Un psychologue montréalais a pour la première fois montré les effets biologiques de l'homophobie chez ses victimes. Une hormone liée au stress, le cortisol, est plus élevée chez les homosexuels et bisexuels victimes de discrimination.

«C'est la première fois qu'on établit un lien entre l'homophobie et le cortisol», explique Michael Benibgui, qui a fait cette étude dans le cadre d'un doctorat en psychologie à l'Université Concordia, en entrevue depuis New York où il étudie désormais. «On savait que le stress est lié à la dépression et au suicide, et que les jeunes homosexuels et bisexuels sont beaucoup plus à risque de ces problèmes.
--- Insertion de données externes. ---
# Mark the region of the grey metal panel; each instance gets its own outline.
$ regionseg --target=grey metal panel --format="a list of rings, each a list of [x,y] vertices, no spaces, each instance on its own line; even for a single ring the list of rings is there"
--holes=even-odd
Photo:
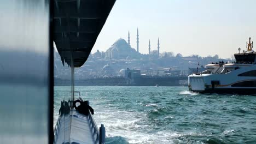
[[[54,0],[54,39],[68,65],[71,59],[75,67],[85,62],[115,2]]]
[[[0,143],[49,142],[49,5],[0,2]]]

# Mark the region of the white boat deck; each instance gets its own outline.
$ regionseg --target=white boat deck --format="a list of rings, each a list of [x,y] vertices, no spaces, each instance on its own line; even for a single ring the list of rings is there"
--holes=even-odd
[[[97,137],[98,131],[97,131],[92,126],[90,116],[79,113],[75,110],[71,110],[70,115],[63,115],[60,118],[56,128],[57,130],[55,130],[55,143],[98,143]]]
[[[90,127],[88,116],[78,113],[75,110],[71,111],[71,129],[70,142],[78,143],[95,143],[92,137],[93,130]]]

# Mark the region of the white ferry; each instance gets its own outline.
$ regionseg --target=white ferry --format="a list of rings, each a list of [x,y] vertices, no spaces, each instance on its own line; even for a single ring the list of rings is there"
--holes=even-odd
[[[200,93],[256,94],[256,52],[253,42],[247,43],[247,50],[234,55],[232,63],[211,63],[206,70],[188,76],[190,91]]]

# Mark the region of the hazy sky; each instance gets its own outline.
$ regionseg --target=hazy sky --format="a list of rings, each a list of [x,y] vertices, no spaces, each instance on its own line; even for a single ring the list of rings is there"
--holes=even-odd
[[[92,52],[127,41],[128,31],[136,49],[138,27],[142,53],[149,39],[156,50],[159,37],[160,52],[230,57],[238,47],[245,50],[249,37],[256,43],[255,7],[254,0],[117,0]]]

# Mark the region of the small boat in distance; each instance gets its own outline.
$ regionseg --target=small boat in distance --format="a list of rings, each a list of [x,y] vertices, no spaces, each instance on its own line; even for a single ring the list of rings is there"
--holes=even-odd
[[[253,42],[247,43],[247,50],[234,55],[232,63],[211,63],[206,70],[188,76],[189,91],[200,93],[256,94],[256,52]]]

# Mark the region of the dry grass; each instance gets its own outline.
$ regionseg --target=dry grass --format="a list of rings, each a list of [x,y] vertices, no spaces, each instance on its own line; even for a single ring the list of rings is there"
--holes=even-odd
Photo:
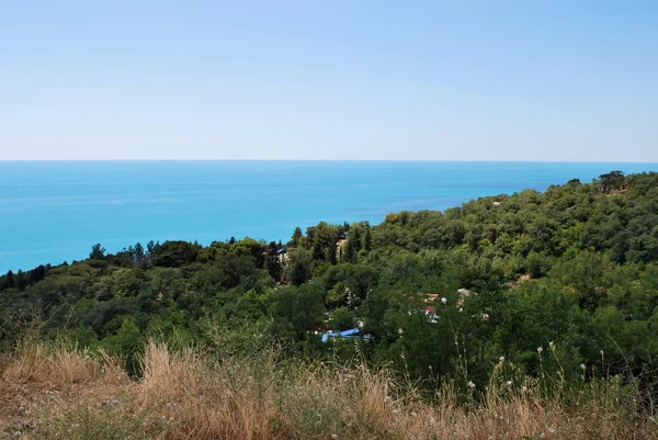
[[[384,371],[275,359],[268,350],[220,357],[191,348],[172,351],[151,341],[143,379],[131,381],[102,352],[26,347],[1,372],[0,419],[10,421],[0,424],[0,438],[18,432],[80,440],[658,436],[656,422],[605,382],[587,393],[545,397],[536,383],[522,391],[499,385],[496,377],[477,402],[464,400],[446,385],[429,403]]]

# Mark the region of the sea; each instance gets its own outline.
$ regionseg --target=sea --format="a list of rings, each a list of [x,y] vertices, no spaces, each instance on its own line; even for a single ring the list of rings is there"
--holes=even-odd
[[[290,239],[296,226],[445,210],[658,163],[0,161],[0,273],[149,240]]]

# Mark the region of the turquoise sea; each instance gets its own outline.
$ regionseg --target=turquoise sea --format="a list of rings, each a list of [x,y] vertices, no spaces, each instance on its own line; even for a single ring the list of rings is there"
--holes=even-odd
[[[0,161],[0,273],[168,239],[286,241],[319,221],[381,223],[483,195],[658,163]]]

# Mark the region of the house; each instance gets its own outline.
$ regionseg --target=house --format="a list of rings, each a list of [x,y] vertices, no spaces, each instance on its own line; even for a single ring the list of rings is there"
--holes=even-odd
[[[322,335],[322,342],[327,342],[329,339],[333,338],[343,338],[343,339],[363,339],[363,340],[372,340],[373,337],[370,335],[362,335],[361,328],[351,328],[349,330],[343,331],[333,331]]]

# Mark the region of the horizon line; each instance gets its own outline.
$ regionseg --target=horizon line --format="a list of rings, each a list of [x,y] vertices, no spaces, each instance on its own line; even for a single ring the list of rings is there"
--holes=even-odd
[[[138,158],[138,159],[0,159],[0,162],[472,162],[472,163],[647,163],[658,160],[532,160],[532,159],[217,159],[217,158]]]

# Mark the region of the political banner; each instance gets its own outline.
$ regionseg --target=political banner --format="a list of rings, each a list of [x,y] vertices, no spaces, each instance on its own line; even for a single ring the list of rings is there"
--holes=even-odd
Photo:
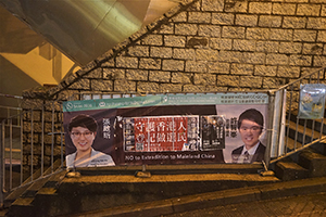
[[[265,93],[67,101],[63,103],[66,166],[261,161],[267,105]],[[244,151],[248,157],[242,156]]]

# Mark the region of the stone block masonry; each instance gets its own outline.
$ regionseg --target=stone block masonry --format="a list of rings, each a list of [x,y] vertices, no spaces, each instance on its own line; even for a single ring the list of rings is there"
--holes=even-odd
[[[184,1],[49,93],[275,88],[324,65],[325,4]]]
[[[266,90],[325,65],[325,0],[187,0],[43,97],[24,95]]]

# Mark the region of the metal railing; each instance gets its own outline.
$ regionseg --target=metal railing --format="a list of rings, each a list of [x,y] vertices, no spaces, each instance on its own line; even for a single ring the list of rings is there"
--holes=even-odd
[[[326,67],[308,73],[301,78],[271,91],[274,97],[274,125],[271,142],[271,162],[276,163],[313,144],[326,141],[324,118],[300,118],[300,88],[325,80]]]
[[[267,126],[268,167],[312,144],[324,142],[324,119],[297,118],[300,85],[318,84],[325,67],[310,73],[276,90],[269,90]],[[150,94],[150,93],[148,93]],[[154,94],[154,93],[153,93]],[[70,100],[133,98],[140,93],[78,93]],[[271,115],[272,114],[272,115]],[[16,119],[17,124],[13,120]],[[64,169],[64,129],[61,102],[42,103],[37,108],[24,110],[1,122],[0,202],[9,192]],[[14,136],[16,135],[16,136]],[[16,139],[14,139],[16,138]],[[55,145],[55,146],[54,146]],[[20,151],[17,151],[20,150]],[[54,166],[54,162],[59,166]],[[14,170],[18,168],[15,176]],[[58,168],[58,169],[57,169]],[[36,175],[38,174],[38,175]]]
[[[1,204],[15,189],[63,168],[63,117],[60,106],[58,102],[41,104],[1,122]],[[59,158],[59,165],[54,164],[54,157]]]

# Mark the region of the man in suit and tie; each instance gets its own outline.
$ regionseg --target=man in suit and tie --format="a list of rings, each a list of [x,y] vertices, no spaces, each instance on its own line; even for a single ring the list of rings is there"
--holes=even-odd
[[[264,117],[255,108],[244,111],[238,119],[238,129],[243,145],[231,152],[233,163],[262,162],[265,154],[265,145],[260,141],[263,132]]]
On sait que l'homophobie en est probablement responsable. Mes résultats, même s'ils ne constituent pas une preuve de ce lien, ajoutent aux effets négatifs de l'homophobie.»

L'étude a étudié 50 hommes et femmes homosexuels et bisexuels d'universités et cégeps montréalais, principalement par l'entremise d'associations et de cliniques spécialisées. Ils ont témoigné de leur expérience de l'homophobie - altercations liées à leur identité sexuelle, intimidation et discrimination - et à leur «homophobie internalisée», un sentiment d'inadéquation lié à l'orientation sexuelle, par le biais de questionnaires standardisés.

Être victime d'homophobie augmentait la production de cortisol, mais pas l'homophobie internalisée. Par contre, les deux phénomènes étaient liés à une prévalence plus forte de symptômes de dépression et d'anxiété et de pensées suicidaires. De plus, être victime d'homophobie augmentait la probabilité d'avoir une homophobie internalisée.

«Il faudrait maintenant voir si ces résultats sont observables dans une population plus large, particulièrement chez les homosexuels ou bisexuels qui n'ont pas encore accepté leur orientation sexuelle, dit M. Benibgui. Idéalement, il faudrait établir la preuve que l'homophobie est responsable de la dépression et du suicide chez ces populations avec une étude longitudinale, qui suivrait une même population pendant plusieurs années. Le taux de suicide est 14 fois plus élevé chez les homosexuels et bisexuels que chez les hétérosexuels au secondaire et au cégep.»

Pour ce faire, il propose de recruter des participants à une autre étude dans les forums de discussion homosexuels, où l'anonymat favorise la participation des jeunes incertains, et parmi les jeunes de la rue, «qui sont souvent des homosexuels ou des bisexuels qui ont été rejetés par leur famille».

Le chercheur montréalais a observé un effet bénéfique du soutien des proches. «Même s'ils ont beaucoup souffert de discrimination homophobe, ceux qui ont été acceptés et soutenus par leur entourage présentent très peu de symptômes de dépression.»